|Full name||Clive Frederick William Rees|
|Date of birth||6 October 1951|
|Place of birth||Singapore|
|Height||175 cm (5 ft 9 in)|
|Weight||74 kg (11 st 9 lb)|
|School||Llanelli Grammar School|
|Rugby union career|
Clive Rees's rugby career started at Llanelli Grammar School in the late 1960s where he instantly became known as 'Fred' and played on the wing at all levels. In the same Llanelli & District Schoolboys team were future internationals Gareth Jenkins and Stephen Warlow, and Scarlets Bernard Thomas and David Mathias. He displayed his natural speed by winning both the 100 and 200 meters at the Colwyn Bay Secondary Schools Athletic Championship.
Rees went on to study at Loughborough College, where he played in the rugby team for three seasons alongside future stars Fran Cotton and Steve Smith. During a freshers trial Rees came off the wing to score under the post which prompted coach Jim Greenwood to invite him to join the senior squad. Rees played opposite Lewis Dick (who went on to play for Scotland). At only eighteen he found himself in the College Sevens team, beating Cardiff in the final of the Glengarth Sevens. It was here that a boy said to Steve Smith that Clive Rees was running so fast his legs were a blur, just like Billy Whizz from The Beano - a nickname by which Rees is still fondly referred to.
During a vacation from Loughborough, Rees returned home to play for Llanelli RFC. “He was selected for a ‘Welsh Trial’ in which he overtook J.J. Williams to make a try saving tackle, which made the selectors sit up and take note”. He won his first cap for Wales in 1973, the year he started playing for London Welsh, and played in the Welsh side that beat Australia in 1975.

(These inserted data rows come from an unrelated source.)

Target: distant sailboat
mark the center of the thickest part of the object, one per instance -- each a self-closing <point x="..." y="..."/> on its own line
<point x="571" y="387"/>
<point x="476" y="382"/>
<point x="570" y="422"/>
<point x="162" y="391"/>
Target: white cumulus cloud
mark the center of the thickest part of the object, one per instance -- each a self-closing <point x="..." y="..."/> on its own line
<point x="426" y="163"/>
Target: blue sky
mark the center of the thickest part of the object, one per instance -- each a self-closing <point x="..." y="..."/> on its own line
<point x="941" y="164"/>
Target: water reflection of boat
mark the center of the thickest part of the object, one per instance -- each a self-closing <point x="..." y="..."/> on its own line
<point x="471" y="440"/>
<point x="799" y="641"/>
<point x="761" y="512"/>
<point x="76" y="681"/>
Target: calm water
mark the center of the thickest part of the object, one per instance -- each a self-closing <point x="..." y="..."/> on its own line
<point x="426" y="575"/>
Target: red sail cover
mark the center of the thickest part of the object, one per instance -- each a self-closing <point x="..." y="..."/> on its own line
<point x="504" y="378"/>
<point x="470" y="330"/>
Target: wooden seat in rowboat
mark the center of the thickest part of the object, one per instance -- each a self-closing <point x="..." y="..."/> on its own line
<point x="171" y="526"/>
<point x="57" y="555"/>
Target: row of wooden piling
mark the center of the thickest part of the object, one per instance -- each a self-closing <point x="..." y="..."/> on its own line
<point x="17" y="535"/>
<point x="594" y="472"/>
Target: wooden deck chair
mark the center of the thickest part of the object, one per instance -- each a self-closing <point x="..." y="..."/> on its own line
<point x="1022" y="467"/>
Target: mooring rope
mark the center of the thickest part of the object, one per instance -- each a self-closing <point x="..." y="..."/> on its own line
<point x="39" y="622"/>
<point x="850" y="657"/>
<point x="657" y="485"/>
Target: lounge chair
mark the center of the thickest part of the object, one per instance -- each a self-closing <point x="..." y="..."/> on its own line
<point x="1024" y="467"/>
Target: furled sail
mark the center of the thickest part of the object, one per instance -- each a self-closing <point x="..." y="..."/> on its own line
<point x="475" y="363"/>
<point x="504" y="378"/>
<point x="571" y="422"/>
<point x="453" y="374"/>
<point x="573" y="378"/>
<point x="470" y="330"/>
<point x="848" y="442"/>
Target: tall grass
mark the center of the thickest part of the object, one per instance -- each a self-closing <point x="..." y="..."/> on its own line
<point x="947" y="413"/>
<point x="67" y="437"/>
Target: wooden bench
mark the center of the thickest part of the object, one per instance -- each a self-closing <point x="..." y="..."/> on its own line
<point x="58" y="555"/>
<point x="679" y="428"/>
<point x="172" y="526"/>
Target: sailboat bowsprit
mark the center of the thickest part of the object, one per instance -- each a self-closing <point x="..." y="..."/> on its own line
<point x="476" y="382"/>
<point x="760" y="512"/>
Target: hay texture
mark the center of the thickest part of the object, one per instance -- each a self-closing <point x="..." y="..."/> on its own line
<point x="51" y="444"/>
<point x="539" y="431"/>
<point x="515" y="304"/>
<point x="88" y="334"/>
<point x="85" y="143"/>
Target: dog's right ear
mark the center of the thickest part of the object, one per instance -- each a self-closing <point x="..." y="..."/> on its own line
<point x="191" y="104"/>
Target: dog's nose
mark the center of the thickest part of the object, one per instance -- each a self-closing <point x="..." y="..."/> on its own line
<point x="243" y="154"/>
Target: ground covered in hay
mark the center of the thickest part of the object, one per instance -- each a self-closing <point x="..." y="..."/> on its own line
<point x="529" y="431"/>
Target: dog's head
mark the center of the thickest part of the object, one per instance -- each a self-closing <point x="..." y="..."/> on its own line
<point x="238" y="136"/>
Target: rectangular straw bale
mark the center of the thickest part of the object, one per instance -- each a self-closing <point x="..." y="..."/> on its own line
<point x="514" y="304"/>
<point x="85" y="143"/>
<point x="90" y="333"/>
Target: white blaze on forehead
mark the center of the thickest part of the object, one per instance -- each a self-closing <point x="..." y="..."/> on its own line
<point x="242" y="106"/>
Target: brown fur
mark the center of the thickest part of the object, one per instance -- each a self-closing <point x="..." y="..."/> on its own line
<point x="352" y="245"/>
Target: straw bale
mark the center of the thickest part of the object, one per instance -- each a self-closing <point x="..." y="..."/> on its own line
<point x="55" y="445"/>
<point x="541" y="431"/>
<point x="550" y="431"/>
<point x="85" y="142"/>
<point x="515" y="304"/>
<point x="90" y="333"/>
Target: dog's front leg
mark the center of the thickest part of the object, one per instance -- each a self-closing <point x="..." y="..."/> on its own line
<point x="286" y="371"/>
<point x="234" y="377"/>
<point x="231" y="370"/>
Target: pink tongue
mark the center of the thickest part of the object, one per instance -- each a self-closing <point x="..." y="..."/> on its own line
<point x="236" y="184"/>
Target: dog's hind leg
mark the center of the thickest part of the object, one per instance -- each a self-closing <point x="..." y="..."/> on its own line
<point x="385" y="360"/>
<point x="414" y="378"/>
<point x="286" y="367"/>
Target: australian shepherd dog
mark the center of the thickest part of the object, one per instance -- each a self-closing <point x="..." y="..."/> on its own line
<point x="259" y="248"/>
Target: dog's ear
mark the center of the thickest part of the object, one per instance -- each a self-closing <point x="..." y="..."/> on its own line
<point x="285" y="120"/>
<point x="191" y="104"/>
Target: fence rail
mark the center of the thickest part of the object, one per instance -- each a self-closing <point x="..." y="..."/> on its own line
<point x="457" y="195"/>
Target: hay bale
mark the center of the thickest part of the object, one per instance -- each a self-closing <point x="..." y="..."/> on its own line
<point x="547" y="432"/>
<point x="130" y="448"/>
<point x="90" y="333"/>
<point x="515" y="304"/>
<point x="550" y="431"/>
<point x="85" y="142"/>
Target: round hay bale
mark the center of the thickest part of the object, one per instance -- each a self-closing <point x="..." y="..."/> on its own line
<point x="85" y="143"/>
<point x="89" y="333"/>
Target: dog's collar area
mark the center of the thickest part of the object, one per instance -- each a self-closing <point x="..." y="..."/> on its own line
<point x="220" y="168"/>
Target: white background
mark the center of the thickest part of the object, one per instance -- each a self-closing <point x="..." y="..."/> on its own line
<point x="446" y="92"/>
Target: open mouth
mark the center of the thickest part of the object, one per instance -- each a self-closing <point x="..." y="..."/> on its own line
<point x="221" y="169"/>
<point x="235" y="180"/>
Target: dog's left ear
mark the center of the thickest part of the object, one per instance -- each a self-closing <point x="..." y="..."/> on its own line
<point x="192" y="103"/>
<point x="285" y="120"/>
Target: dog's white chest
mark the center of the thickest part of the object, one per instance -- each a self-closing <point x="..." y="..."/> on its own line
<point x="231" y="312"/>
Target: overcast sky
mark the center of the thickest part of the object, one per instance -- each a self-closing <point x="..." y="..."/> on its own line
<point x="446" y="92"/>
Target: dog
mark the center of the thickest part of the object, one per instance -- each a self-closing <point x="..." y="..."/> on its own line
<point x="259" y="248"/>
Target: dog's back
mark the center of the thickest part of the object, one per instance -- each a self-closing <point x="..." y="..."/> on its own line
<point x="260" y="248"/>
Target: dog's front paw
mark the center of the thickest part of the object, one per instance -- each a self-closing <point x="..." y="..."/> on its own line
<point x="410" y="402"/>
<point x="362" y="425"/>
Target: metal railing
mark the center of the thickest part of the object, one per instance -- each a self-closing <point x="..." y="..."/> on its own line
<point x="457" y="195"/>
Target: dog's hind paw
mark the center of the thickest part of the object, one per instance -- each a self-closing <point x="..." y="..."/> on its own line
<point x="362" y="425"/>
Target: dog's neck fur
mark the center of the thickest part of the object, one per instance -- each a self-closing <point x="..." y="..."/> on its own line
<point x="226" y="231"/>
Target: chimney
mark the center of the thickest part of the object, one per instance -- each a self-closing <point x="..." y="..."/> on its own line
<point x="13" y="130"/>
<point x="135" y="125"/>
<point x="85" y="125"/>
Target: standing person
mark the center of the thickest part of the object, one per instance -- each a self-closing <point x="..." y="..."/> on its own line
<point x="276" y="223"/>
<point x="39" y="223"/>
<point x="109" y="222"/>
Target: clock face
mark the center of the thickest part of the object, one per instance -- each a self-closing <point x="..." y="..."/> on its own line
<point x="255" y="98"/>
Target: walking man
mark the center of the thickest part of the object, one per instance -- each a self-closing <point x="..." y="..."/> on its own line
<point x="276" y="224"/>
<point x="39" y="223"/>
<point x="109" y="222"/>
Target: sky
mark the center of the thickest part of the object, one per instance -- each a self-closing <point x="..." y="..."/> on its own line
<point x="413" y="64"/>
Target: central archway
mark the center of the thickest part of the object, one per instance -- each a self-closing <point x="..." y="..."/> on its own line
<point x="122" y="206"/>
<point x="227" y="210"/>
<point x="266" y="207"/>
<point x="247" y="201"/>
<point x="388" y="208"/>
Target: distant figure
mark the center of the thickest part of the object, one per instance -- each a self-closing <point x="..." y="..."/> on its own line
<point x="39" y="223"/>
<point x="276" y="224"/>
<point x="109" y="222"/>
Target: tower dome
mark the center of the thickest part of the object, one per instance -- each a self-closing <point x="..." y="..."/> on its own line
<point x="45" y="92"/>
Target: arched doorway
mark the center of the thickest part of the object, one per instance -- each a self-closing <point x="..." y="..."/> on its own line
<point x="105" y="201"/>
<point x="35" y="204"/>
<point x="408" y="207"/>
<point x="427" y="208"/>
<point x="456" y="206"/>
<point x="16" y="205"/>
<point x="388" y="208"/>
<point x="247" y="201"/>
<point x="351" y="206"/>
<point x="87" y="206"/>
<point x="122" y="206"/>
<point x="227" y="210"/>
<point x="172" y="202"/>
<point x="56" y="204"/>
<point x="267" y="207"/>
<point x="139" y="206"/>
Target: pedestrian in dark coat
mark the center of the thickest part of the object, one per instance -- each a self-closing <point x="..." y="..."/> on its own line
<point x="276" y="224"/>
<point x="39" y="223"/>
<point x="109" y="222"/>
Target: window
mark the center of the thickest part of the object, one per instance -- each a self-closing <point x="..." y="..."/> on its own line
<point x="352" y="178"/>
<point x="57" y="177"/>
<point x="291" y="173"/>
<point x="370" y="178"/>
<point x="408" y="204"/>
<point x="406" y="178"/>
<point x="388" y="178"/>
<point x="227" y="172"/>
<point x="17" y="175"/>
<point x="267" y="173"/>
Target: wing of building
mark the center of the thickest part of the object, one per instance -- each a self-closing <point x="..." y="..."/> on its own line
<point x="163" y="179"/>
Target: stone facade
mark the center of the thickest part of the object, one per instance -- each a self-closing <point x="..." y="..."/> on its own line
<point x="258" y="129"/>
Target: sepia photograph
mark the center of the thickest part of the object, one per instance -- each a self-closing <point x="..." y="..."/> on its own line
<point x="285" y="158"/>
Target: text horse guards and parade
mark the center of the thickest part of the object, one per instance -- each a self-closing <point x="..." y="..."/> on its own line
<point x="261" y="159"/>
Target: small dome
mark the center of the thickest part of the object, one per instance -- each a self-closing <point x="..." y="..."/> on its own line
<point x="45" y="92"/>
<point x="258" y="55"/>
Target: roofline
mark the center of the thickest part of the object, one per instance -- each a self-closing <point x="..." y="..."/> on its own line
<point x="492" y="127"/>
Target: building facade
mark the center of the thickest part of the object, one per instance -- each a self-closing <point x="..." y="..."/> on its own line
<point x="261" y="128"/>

He was reselected to the Welsh squad in 1980. “‘Billy Whizz’ was not only playing better than at any time in his career, but that his re-selection was long overdue. The London Welsh wing was never dropped again and although he never scored a try for Wales himself, his brilliant running and unselfish support ensured that many others profited handsomely. His legendary carving run down the left wing at Murrayfield produced one of the great Welsh tries of the decade in 1983.”
In 1983 Rees scored his 100th try for London Welsh against London Scottish, drawing a standing ovation. Rees was made captain of London Welsh for the club's 1984-85 centenary season. He was determined to make a break with the past, ignore nostalgic media comparisons to the great John Dawes era, and shake the club into a determined drive for excellence. Under his enthusiastic captaincy the club was unbeaten at home for a record-breaking seven months, and for the first time in its history London Welsh reached the final of the John Player Cup. Rees himself is on record as having scored most tries in the Cup with eleven after J.P.R. Williams' six. To cap the centenary season London Welsh went on a world tour.
During his career Rees also played nine times for the Barbarians and journalists voted him player of the tournament in the Hong Kong Sevens. In 1974, he was selected as the youngest member of the British Lions squad for the tour of South Africa. The Lions were unbeaten on that tour, with 21 wins and one draw. Rees had to stop playing after 7 games because he broke his hand.
In 1987 Rees travelled to Japan to train the Toshiba team.
All the while Clive Rees was a highly respected school teacher. After starting his teaching career at Highdown School, he was head of rugby at Chiltern Edge School, then went on to become head of PE at Haberdashers' Aske's Boys' School in London and later at Clifton College Prep School in Bristol.